The calculation under “Quiz 2: GPU nodes“ is incorrect, to the best of my knowledge. There aren’t enough ports for each GPU and/or for each switch (less the crossbar connections) to fully realize the 450GB/s that’s theoretically possible, which is why 3.2TB/s of internode bandwidth is what’s offered on all of the major cloud providers and the reference systems. If it was 3.6TB/s, this would produce internode bottlenecks in any distributed ring workload.

Shamelessly: I’m open to work if anyone is hiring.

gchadwick - 3 hours ago

This whole series is fantastic! Does an excellent job of explaining the theoretical limits to running modern AI workloads and explains the architecture and techniques (in particular methods of parallelism) you can use.

Yes it's all TPU focussed (other than this most recent part) but a lot of what it discusses are generally principles you can apply elsewhere (or easy enough to see how you could generalise them).

pbrumm - 4 hours ago

If you have optimized your math heavy code and it is already in a typed language and you need it to be faster, then you think about the GPU options

In my experience you can roughly get 8x speed improvement.

Turning a 4 second web response into half a second can be game changing. But it is a lot easier to use a web socket and put a spinner or cache result in background.

Running a GPU in the cloud is expensive

ngcc_hk - 15 minutes ago

This is part 12 … the title seems to hint on how do one think about Gpu today … eg why llm comes about. Instead it is about cf with tpu? And then I note the part 12 … not sure what one should expect to jump in the middle of a whole series and what … well may stop and move on.

physicsguy - 13 hours ago

It’s interesting that nvshmem has taken off in ML because the MPI equivalents were never that satisfactory in the simulation world.

Mind you, I did all long range force stuff which is difficult to work with over multiple nodes at the best of times.

radarsat1 - 6 hours ago

Why haven't Nvidia developed a TPU yet?

gregorygoc - 13 hours ago

It’s mind boggling why this resource has not been provided by NVIDIA yet. It reached the point that 3rd parties reverse engineer and summarize NV hardware to a point it becomes an actually useful mental model.

What are the actual incentives at NVIDIA? If it’s all about marketing they’re doing great, but I have some doubts about engineering culture.

einpoklum - 7 hours ago

We should remember that these structural diagrams are _not_ necessarily what NVIDIA actually has as hardware. They carefully avoid guaranteeing that any of the entities or blocks you see in the diagrams actually _exist_. It is still just a mental model NVIDIA offers for us to think about their GPUs, and more specifically the SMs, rather than a simplified circuit layout.
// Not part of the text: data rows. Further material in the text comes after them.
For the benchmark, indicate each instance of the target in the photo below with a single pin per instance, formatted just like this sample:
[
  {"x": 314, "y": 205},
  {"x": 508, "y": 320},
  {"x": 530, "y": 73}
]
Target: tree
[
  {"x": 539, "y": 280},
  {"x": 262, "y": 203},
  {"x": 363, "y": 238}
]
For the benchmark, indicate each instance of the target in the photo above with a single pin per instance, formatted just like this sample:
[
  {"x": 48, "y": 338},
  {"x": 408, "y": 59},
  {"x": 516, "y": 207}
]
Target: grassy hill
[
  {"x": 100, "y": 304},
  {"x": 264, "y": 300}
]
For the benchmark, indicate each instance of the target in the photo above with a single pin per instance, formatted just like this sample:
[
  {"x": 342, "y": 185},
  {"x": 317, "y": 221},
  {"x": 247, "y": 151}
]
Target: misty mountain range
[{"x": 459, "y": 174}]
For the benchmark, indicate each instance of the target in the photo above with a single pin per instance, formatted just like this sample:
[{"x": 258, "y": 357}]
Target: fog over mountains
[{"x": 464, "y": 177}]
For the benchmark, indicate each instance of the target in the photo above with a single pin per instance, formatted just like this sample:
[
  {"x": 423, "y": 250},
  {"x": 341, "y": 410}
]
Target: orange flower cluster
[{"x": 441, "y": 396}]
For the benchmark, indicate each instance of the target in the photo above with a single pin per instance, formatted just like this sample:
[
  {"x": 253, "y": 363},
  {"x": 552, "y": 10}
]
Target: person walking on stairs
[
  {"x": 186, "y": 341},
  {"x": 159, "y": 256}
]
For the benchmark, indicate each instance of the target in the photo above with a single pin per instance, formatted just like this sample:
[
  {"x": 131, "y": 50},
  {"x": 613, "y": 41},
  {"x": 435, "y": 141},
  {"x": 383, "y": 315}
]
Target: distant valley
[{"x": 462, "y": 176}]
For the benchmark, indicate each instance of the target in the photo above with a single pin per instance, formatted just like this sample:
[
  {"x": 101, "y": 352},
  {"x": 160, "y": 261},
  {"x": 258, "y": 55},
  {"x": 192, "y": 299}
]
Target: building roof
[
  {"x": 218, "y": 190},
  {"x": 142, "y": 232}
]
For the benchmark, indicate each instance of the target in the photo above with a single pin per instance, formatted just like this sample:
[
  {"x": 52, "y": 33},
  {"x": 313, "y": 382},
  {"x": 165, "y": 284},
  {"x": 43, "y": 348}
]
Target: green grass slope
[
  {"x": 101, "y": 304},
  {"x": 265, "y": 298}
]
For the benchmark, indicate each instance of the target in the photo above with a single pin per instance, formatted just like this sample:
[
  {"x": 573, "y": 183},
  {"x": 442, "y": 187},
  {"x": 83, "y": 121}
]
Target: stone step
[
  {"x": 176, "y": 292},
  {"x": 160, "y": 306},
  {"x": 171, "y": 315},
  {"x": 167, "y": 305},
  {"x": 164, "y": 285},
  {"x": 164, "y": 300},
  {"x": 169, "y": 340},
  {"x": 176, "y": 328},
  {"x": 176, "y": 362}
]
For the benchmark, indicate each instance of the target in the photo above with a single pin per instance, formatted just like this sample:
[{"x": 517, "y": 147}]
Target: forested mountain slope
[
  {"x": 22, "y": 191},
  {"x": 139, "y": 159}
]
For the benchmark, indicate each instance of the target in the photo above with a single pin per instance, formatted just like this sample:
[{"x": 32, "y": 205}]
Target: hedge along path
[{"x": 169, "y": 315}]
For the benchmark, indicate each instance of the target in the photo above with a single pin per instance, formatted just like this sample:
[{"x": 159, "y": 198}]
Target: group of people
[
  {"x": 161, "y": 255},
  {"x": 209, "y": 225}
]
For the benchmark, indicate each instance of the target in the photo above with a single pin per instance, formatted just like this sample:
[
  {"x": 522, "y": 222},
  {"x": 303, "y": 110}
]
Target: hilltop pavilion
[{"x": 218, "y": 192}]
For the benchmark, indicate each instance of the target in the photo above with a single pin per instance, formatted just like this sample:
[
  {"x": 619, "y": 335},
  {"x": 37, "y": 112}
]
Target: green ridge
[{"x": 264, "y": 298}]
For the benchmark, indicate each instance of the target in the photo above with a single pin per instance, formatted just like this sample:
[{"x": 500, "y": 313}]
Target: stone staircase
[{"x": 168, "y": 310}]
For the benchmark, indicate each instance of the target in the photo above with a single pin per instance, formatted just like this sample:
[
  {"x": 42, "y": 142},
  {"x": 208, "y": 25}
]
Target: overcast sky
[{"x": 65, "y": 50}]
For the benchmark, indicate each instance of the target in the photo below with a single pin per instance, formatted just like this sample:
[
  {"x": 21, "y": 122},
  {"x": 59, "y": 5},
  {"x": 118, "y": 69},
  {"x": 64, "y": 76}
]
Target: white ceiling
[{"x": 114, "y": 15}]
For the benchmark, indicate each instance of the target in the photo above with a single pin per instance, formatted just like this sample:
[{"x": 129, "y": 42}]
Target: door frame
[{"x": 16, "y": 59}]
For example, we don't know how many actual functional units an SM has; we don't know if the "tensor core" even _exists_ as a piece of hardware, or whether there's just some kind of orchestration of other functional units; and IIRC we don't know what exactly happens at the sub-warp level w.r.t. issuing and such.

aanet - 17 hours ago

Fantastic resource! Thanks for posting it here.

- 16 hours ago
[deleted]
akshaydatazip - 13 hours ago

Thanks for the really thorough research on that . Right what I wanted for my morning coffee

tucnak - 12 hours ago

This post is a great illustration why TPU's lend more nicely towards homogenous computing: yes, there's systolic array limitations (not good for sparsity) but all things considering, bandwidth doesn't change as your cluster ever so larger grows. It's a shame Google is not interested in selling this hardware: if they were available, it would open the door to compute-in-network capabilities far beyond what's currently available; by combining non-homogenous topologies involving various FPGA solutions, i.e. with Alveo V80 exposing 4x800G NIC's.

Also: it's a shame Google doesn't talk about how they use TPU's outside of LLM.

porridgeraisin - 2 days ago

A short addition that pre-volta nvidia GPUs were SIMD like TPUs are, and not SIMT which post-volta nvidia GPUs are.

evrennetwork - 9 hours ago

[dead]

tomhow - 13 hours ago

Discussion of original series:

How to scale your model: A systems view of LLMs on TPUs - https://news.ycombinator.com/item?id=42936910 - Feb 2025 (30 comments)

varelse - 4 hours ago

[dead]

business_liveit - 5 hours ago

so, Why didn't Nvidia developed a TPU yet?